Over the past month my children have been trying out a new homeschool science product from WriteBonnieRose; it’s called Learning About Science Collection, Level 3 (Cursive), and today we’re going to share our review with you.
My children enjoy science, but unfortunately, they have this year been concentrating on catching up on a couple of other topics. However, summer is a great time to learn about science as it’s easier to include a field trip here or there to help children see science in action in the real world and make it more meaningful to them. The Learning About Science Collections (there are different levels available) fit in well with this, too.
We received 8 files that covered the 7 units, as well as one that included some instructions and links, that we then downloaded as PDFs. I was then able to print the PDFs off for Kallista to use.
The units included are:
- Kinds of Animals and How They Live
- What’s Going on Inside Plants?
- Life in the Ocean’s Hidden Zones
- Forecasting and Understanding the Weather
- Discovering Rocks, Minerals, & Crystals
- Exploring the Earth’s Landforms
- Energy and Its Many Forms
Each unit is between 16 and 26 pages long and includes two pages of review questions and an answer key. The units include key terminology and definitions and in level three you have a choice of either manuscript or cursive so that each key word can be traced over within the study guide itself.
How We Used This Homeschool Science Program
The units themselves really are just an introduction to the area; of course, at this level of education, an in-depth study isn’t needed. Each unit also comes with a list of additional resources that may be used to dig further into each topic for the students who want to learn more. These extra resources are secular, but if you do not want to use them, it is easy to find resources you are comfortable with at the library or online. Children can become familiar with the Dewey Decimal system for finding books on each of the areas if you use your local library.
Without using any additional resources, and depending upon the ability of your child, a unit could be read and reviewed in a day or two. If you wish to go further into the topics, then a week should be good for completing a unit. We have done a mix of the two.
For each unit Kallista read through the unit first, then she read it over again, using a highlighter to note things she wanted to remember. She’s new at this strategy and for the first two units she highlighted everything! Then when she began to get the hang of it, she moved to highlighting important words. She traced the key words in cursive as she went through on the first read.
The pictures in the units are deliberately done in black and white so children can colour them to make the units more their own and to give time to thinking about what they’ve learned instead of just reading, closing up their work and forgetting about it. Because we’ve been busy over the summer and Kallista wanted to spend time with Phil while he was off work, she tended not to colour the pictures, but she tells me that she would like to later.
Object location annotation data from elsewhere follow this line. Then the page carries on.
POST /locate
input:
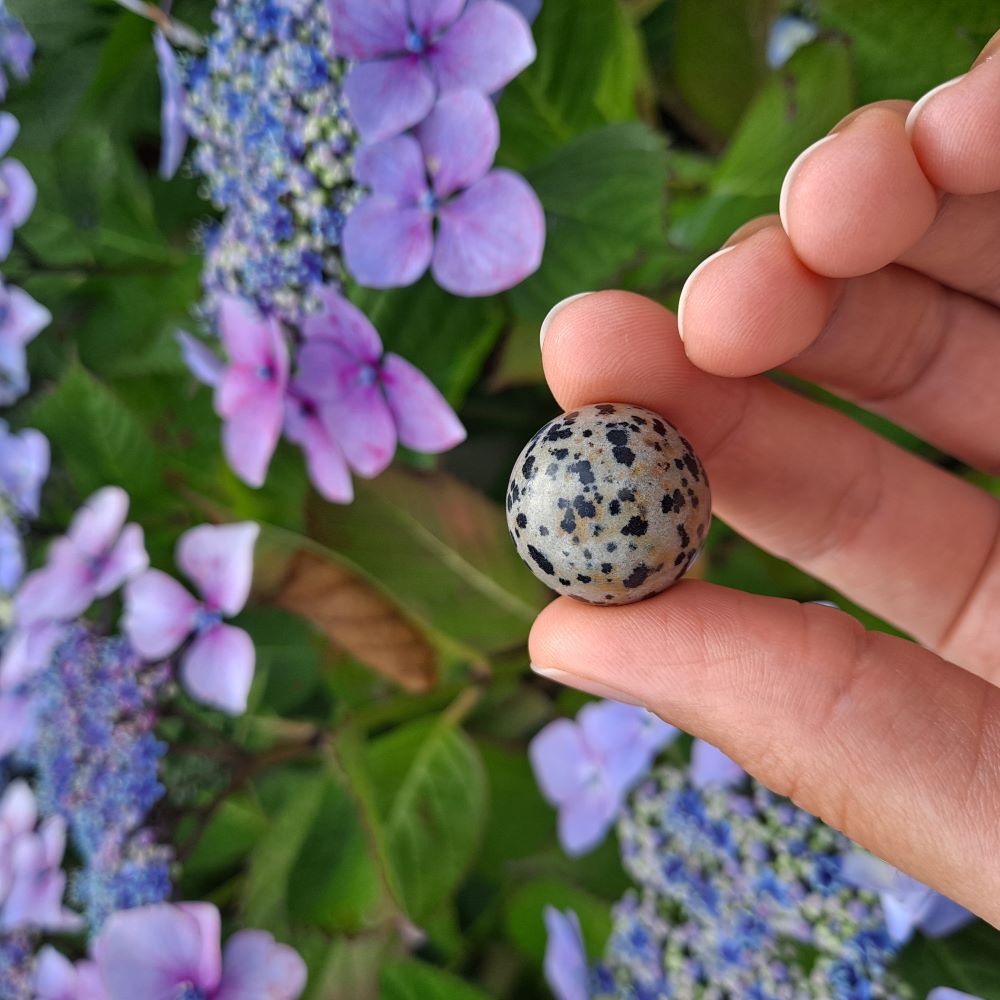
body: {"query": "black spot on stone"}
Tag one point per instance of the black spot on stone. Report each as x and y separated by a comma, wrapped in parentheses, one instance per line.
(636, 526)
(543, 564)
(638, 576)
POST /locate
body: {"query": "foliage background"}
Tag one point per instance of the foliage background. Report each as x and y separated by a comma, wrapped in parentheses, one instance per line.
(379, 783)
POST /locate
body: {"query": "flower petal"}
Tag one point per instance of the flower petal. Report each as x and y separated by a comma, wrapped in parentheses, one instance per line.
(202, 361)
(159, 614)
(386, 98)
(459, 140)
(565, 958)
(555, 755)
(394, 168)
(25, 318)
(21, 191)
(490, 237)
(366, 30)
(218, 559)
(486, 48)
(98, 523)
(173, 131)
(424, 420)
(256, 967)
(150, 951)
(386, 246)
(324, 459)
(127, 559)
(218, 668)
(344, 323)
(250, 435)
(710, 766)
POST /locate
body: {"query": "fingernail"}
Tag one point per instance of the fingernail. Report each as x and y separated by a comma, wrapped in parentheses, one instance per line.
(554, 311)
(687, 286)
(792, 170)
(911, 118)
(586, 685)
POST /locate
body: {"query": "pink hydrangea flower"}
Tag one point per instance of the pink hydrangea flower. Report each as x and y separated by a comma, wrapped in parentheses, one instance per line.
(218, 666)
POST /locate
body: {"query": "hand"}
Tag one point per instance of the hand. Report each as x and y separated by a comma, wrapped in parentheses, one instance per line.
(881, 282)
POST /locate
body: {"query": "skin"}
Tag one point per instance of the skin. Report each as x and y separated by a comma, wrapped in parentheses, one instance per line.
(882, 283)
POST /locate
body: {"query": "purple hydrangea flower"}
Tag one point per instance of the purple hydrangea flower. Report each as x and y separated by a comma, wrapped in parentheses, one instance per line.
(21, 319)
(565, 958)
(490, 227)
(407, 52)
(17, 189)
(174, 951)
(909, 905)
(710, 766)
(57, 978)
(16, 48)
(217, 668)
(173, 130)
(586, 768)
(353, 401)
(31, 880)
(250, 395)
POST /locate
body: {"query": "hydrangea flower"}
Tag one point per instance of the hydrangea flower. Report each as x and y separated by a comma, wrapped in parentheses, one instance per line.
(31, 880)
(218, 667)
(250, 394)
(16, 48)
(173, 130)
(585, 768)
(17, 189)
(406, 52)
(353, 401)
(490, 227)
(788, 34)
(565, 963)
(21, 320)
(175, 951)
(909, 905)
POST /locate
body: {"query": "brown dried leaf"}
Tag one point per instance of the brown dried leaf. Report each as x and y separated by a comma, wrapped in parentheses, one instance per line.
(359, 620)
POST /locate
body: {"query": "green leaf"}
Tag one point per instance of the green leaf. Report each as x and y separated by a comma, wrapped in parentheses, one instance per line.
(968, 960)
(441, 551)
(431, 791)
(581, 79)
(902, 48)
(525, 920)
(604, 195)
(408, 979)
(719, 57)
(96, 435)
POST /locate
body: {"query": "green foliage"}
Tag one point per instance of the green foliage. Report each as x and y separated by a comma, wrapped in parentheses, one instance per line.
(397, 839)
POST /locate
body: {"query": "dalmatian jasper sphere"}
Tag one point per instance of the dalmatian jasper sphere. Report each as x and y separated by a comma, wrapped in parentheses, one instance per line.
(608, 504)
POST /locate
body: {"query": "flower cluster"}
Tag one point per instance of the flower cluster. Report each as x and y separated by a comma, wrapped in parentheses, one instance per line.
(740, 893)
(586, 767)
(298, 109)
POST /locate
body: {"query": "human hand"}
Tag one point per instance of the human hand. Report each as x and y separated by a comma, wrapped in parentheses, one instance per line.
(881, 282)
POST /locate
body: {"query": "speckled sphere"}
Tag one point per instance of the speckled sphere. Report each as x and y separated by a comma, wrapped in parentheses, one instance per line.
(608, 504)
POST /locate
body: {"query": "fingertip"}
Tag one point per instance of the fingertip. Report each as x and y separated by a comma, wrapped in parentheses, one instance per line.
(854, 205)
(955, 131)
(756, 310)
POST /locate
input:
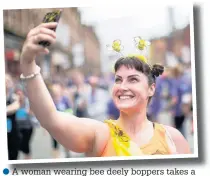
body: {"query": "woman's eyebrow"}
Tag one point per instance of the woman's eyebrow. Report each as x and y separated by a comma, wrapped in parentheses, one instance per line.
(128, 76)
(133, 76)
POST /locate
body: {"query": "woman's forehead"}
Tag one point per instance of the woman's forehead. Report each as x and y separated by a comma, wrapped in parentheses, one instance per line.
(124, 71)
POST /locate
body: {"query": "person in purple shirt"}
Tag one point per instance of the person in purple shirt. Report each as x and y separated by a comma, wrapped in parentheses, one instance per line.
(183, 86)
(62, 104)
(164, 97)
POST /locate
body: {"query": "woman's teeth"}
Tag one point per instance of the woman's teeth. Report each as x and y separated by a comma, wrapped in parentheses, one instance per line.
(125, 97)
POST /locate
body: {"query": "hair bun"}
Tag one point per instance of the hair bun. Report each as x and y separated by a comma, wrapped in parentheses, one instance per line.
(157, 70)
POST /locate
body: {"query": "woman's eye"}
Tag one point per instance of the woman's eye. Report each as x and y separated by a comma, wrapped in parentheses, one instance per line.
(133, 80)
(117, 80)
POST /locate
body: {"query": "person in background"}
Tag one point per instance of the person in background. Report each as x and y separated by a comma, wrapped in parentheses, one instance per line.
(13, 133)
(23, 116)
(183, 86)
(97, 99)
(62, 104)
(79, 90)
(112, 111)
(164, 98)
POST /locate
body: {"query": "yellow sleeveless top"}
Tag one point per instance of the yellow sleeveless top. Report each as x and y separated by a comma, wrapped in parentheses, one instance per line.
(120, 144)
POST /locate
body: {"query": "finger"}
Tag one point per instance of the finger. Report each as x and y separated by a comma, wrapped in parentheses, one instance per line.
(37, 49)
(43, 31)
(43, 37)
(49, 25)
(36, 30)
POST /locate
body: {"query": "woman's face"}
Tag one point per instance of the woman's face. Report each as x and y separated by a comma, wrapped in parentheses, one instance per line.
(131, 89)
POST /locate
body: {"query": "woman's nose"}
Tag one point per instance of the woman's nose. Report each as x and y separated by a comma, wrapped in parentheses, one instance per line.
(123, 86)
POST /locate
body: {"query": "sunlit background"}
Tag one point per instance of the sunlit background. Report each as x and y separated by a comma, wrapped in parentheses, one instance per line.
(82, 37)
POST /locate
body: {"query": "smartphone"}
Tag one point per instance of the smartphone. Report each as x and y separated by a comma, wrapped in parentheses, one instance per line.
(51, 17)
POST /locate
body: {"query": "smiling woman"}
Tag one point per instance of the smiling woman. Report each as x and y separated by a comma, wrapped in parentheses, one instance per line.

This week our town festival is in full swing and Kallista is participating in a biodiversity program where each day the focus is on a different topic – many of them covering the units in this program so she will be able to apply her new knowledge, which is fantastic.
We’ve had the warmest, driest summer on record so far and this prompted Tristan to learn a little about Forecasting and Understanding the Weather. I don’t want to give the whole unit away, but there are 30 key terms in this unit; each term has a paragraph explaining it and a space to trace over the word or phrase. Some of the terms in this unit are: tsunami, hurricane, vortex, barograph, barometer, and earthquake.
Kallista started off Exploring the Earth’s Landforms which has the same format. Some of the terms in this unit are: butte, canyon, polar desert, gorge, isthmus, plains, and valleys.
What We Liked
I liked the flexibility of this program as you could use it in either a secular or non-secular setting, and you can also use it as a supplement by using the PDFs as they are; or you can assign additional research at the library, online, or hands-on to expand each unit. Younger children will have enough information for their first dive into the topics, while for some older children, this can be a good review for them.
What I would have liked to see was an addition to the reviews; perhaps including a couple of assignments for the older children that would take them beyond simple multiple choice questions so that they could stretch their knowledge a little more or apply it as my children found that they generally already knew the answers to the reviews before they had read the units.
In close, if you’re looking for a short homeschool science program that isn’t too strenuous but gives a good general overview of topics so that you can discover which areas your child is really interested in for further study, this is a good choice. If, however, you are looking for a full science program that goes more deeply into the subject, then perhaps this won’t be a good fit for your family.